I read this wonderful article about the KIPP schools again recently. William Stewart's article was in the TES ages ago and in case you missed it I wanted to share it again with everyone who shares my passion, commitment and belief that every child and every young person in every community can achieve. We just need to find the way to build brilliant and release the magic.
“Relentless positivity is a hallmark of KIPP schools, where teachers give out their cellphone numbers to pupils, 80 per cent of students are from low-income homes, but 85 per cent go on to university. Dave Levin discovered the secret of his success through an unfortunate mistake. In 1992, he was an idealistic young member of the 'Teach for America' scheme. Fresh out of Yale, with minimal training, he had been plunged into the harsh realities of an elementary school in a deprived area of Houston, and he was struggling. One day, faced with a 5ft 10in class bully completely ignoring his call to sit down, Mr Levin lost his patience and committed a complete no-no. He manhandled the boy across the room and, running out of strength, lost his grip on the overgrown 11-year-old, who slammed back into his chair. Mortified, Mr Levin decided to break another cardinal rule. Ignoring warnings of the dangers for young white teachers of a largely African- American neighbourhood, he visited the boy’s home to apologise. He was welcomed by a grateful mother, pleased that he was the first teacher to show her the respect of coming to her home rather than summoning her to school.
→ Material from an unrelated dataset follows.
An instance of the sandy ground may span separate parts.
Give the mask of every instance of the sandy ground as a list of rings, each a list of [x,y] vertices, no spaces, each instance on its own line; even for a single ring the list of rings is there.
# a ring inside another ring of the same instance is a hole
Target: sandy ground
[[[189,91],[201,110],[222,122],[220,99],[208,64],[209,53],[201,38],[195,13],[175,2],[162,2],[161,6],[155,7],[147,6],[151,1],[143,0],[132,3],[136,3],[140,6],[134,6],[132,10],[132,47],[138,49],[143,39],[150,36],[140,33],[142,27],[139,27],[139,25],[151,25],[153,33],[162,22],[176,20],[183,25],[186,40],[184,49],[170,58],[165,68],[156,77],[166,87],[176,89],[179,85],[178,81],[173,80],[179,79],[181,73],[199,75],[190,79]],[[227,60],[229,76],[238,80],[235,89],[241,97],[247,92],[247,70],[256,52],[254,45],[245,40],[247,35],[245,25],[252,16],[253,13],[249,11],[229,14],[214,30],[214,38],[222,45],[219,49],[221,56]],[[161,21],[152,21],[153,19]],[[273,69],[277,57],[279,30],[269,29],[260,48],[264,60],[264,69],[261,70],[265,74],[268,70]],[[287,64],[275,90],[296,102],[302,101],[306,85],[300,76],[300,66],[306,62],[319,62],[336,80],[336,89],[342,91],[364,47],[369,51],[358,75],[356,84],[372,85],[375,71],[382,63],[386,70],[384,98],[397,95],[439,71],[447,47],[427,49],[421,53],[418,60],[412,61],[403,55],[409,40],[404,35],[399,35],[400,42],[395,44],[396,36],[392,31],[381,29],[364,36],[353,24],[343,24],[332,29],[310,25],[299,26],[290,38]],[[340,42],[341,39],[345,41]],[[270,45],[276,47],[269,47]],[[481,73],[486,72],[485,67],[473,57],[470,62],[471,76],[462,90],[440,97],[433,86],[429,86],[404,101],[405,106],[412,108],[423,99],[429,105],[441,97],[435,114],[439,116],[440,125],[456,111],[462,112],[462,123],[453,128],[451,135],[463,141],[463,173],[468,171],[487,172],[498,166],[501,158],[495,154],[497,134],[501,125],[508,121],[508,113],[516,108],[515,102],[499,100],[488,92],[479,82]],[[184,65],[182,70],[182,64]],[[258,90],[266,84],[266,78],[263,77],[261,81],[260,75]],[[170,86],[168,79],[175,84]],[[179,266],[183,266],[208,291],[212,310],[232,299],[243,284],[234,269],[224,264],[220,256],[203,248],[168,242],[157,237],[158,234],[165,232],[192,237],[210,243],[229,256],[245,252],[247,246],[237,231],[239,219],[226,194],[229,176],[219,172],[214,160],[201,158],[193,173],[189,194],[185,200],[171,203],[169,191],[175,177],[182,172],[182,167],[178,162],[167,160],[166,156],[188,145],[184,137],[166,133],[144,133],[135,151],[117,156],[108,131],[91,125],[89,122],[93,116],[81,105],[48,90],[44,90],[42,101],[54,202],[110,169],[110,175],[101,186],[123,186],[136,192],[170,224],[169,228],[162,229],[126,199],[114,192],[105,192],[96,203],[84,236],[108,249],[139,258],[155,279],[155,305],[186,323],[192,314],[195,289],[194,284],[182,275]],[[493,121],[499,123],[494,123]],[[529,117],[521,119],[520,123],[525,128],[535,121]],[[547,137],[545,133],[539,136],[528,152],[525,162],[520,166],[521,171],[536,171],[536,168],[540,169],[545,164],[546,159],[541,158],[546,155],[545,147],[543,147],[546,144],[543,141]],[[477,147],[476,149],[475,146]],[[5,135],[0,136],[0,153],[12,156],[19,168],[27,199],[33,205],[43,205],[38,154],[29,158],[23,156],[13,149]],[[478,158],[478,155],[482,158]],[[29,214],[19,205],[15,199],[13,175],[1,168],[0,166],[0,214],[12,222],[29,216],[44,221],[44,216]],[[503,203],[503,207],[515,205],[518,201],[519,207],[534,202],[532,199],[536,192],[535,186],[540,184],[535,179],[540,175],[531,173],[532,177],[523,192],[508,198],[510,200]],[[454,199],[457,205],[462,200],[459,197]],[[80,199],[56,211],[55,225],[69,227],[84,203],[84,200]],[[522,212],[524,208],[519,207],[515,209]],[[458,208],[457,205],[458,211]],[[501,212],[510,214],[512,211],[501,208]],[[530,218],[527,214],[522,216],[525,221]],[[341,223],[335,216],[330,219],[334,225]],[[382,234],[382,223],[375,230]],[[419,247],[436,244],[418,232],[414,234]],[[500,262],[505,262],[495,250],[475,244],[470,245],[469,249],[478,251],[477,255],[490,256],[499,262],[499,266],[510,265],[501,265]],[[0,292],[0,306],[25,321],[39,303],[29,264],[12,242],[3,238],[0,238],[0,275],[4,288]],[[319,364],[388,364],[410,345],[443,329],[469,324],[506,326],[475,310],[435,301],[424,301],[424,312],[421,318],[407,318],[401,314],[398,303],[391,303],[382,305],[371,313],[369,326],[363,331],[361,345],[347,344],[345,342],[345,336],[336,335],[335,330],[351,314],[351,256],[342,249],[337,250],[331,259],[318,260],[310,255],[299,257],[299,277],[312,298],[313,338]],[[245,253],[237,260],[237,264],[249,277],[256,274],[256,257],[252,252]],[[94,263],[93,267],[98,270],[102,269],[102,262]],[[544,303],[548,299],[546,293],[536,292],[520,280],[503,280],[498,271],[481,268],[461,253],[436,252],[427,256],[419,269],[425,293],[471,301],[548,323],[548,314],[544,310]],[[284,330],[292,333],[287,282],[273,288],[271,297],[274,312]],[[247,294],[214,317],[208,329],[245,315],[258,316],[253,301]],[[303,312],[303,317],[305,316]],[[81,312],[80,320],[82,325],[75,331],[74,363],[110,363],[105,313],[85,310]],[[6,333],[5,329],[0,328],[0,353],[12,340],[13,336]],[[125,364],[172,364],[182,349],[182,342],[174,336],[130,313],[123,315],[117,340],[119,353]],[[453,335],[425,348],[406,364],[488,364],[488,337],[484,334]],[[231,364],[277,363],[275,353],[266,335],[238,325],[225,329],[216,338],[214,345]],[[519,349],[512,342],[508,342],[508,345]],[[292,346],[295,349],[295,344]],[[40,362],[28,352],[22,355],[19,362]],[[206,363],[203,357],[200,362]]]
Today home visits are a cornerstone of the influential 'Knowledge is Power Program' (KIPP) schools Mr Levin founded two years later with fellow Teach for America recruit Mike Feinberg. He believes teachers need to reach pupils’ and parents’ hearts as well as their heads to stand a chance of helping those from disadvantaged backgrounds reach their full potential. And that means “home visits, things like all of our teachers giving out their cellphone numbers so they are available 24/7”. In 16 years, KIPP has gone from a single middle school in Houston to 82 schools covering 19 of America’s 20 biggest cities.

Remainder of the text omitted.